We employed monodisperse 3.5 nm in diameter N-palmityl-6-nitrodopamide capped magnetite nanoparticles with a grafting density of 2.7 molecules/nm.sup.2 (Bixner, 2015 supra and WO 2016/020524). Nanoscale, mixed amphiphile capsules were formed via solvent inversion (THF to calcein solution 1:10, 5 mg/ml calcein in Milli-Q water). All samples were sonicated for 30 min and subsequently extruded through 100 nm polycarbonate membranes in a hand-held extruder prior to release measurements to improve sample homogeneity. Release was measured on the monomodal, extruded suspensions, with an average diameter of 150 nm after size exclusion chromatography. An alternating magnetic field (f=228 kHz, B=94.7 mT) applied for different pulse lengths was used to investigate calcein release triggered by the release of heat from the USPION actuated magnetically at a frequency and field strength compatible with biological tissue.

[0306] The very stable vesicles of the non-thermoresponsive PBD(1200)-b-PEO(600) superamphiphile were little susceptible to magneto-thermal actuation. Only a negligible release of 10% in 3 h could be measured for 30% w/w USPION loaded PBD(1200)-b-PEO(600) vesicles when actuated even at extremely long magnetic pulse durations of 40 min (see FIG. 39). In contrast, magnetoliposomes made of lipids that undergo a phase transition above ambient bulk temperature demonstrate controlled release upon short-term irradiation by alternating magnetic fields due to direct heating of the lipid membrane in which the particles are incorporated. Blended and hybrid vesicles that incorporate a thermoresponsive component into PBD(1200)-b-PEO(600) polymersomes could combine stability of the latter with efficient magneto-thermal release.

[0307] The released percentages of encapsulated calcein resulting from exposure of hybrid and blended magnetosomes with 3.5 nm USPIONs incorporated in the membrane to AMF pulses are shown in FIG. 39. FIG. 39 shows that the magneto-thermally triggered release from blended PBD-b-PEO/PI-b-PNIPAM vesicles is comparable to the passive release even when bulk temperatures of 40 C. were reached for 30 min AMF pulses. No passive release could be detected at low particle loading of 5% w/w and both actuated and non-actuated samples showed zero release within the 90 min time-span of the experiment. Unilamellar lipopolymersomes formed by solvent inversion and then homogenized through extrusion demonstrated magneto-thermally triggered release up to 50% of the encapsulated calcein (FIG. 39 (black solid line)).

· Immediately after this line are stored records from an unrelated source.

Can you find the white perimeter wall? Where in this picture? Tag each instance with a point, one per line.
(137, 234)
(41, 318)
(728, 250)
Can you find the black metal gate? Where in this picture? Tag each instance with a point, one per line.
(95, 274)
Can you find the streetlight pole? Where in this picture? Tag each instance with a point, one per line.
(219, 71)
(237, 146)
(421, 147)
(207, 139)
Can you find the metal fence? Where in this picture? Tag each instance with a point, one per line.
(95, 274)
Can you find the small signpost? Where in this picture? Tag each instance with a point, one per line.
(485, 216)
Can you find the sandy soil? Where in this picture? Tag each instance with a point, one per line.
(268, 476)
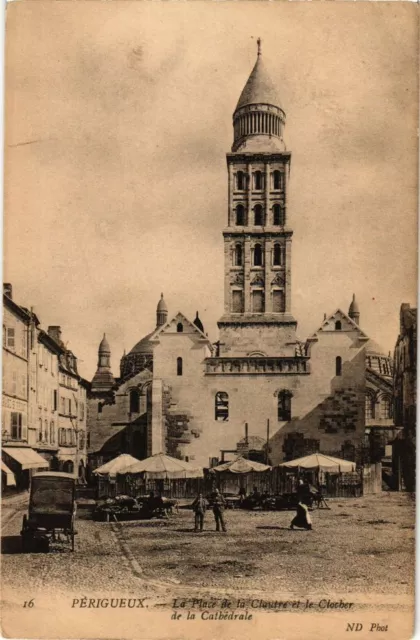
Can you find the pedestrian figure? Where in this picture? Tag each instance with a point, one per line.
(218, 509)
(199, 508)
(302, 518)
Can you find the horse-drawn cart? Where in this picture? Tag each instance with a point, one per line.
(52, 510)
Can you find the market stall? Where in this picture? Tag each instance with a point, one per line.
(240, 475)
(161, 474)
(107, 474)
(322, 471)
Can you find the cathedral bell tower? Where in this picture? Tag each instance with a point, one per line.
(257, 240)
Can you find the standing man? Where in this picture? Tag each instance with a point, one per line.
(218, 509)
(199, 508)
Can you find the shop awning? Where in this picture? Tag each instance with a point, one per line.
(26, 457)
(10, 476)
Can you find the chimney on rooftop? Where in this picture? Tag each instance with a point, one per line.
(55, 333)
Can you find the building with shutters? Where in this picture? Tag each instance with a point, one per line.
(43, 399)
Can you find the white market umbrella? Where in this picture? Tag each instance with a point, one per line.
(241, 465)
(163, 467)
(322, 462)
(117, 465)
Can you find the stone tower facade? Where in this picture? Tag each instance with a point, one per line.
(103, 380)
(257, 240)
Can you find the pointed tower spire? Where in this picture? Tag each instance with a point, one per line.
(161, 312)
(198, 322)
(354, 312)
(103, 380)
(259, 117)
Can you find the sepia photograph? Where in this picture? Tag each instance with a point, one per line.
(209, 363)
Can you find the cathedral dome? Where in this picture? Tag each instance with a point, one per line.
(104, 346)
(258, 119)
(377, 360)
(144, 346)
(259, 88)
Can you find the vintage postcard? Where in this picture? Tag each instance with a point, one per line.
(209, 320)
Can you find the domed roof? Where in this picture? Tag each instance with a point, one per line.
(354, 307)
(144, 346)
(162, 304)
(373, 348)
(259, 89)
(104, 346)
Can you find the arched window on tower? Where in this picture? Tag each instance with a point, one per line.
(179, 366)
(238, 255)
(258, 255)
(134, 401)
(277, 180)
(284, 405)
(258, 215)
(240, 215)
(221, 406)
(369, 407)
(278, 215)
(240, 181)
(386, 408)
(277, 255)
(258, 181)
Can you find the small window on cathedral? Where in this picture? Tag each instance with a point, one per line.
(258, 180)
(221, 406)
(237, 301)
(278, 301)
(258, 301)
(134, 401)
(277, 255)
(240, 215)
(277, 180)
(258, 215)
(179, 366)
(238, 255)
(284, 405)
(278, 215)
(258, 255)
(386, 408)
(369, 407)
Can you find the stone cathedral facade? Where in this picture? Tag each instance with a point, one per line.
(258, 390)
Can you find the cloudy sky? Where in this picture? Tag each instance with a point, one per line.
(118, 119)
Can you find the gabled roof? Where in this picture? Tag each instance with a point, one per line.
(339, 315)
(179, 317)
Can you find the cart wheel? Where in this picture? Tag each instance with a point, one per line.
(72, 533)
(24, 523)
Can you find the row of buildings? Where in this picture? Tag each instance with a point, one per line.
(260, 390)
(44, 399)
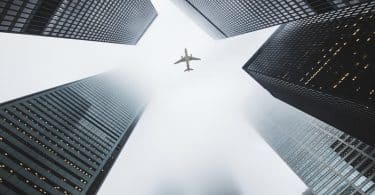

[0308] The lipopolymersomes showed efficient release but with the high stability and low passive release of PBD(1200)-b-PEO(600) at a particle loading of 5% w/w that is higher than shown for liposomes. Higher particle loading increased passive release. At least half the loaded content could be efficiently released for lipopolymersomes. The remaining entrapped and possibly slowly releasing fraction was tentatively attributed to an inhomogeneous distribution of lipid among vesicles of different size during solvent inversion, which was suppressed by further optimization of the membrane composition or by using sonication as homogenization method.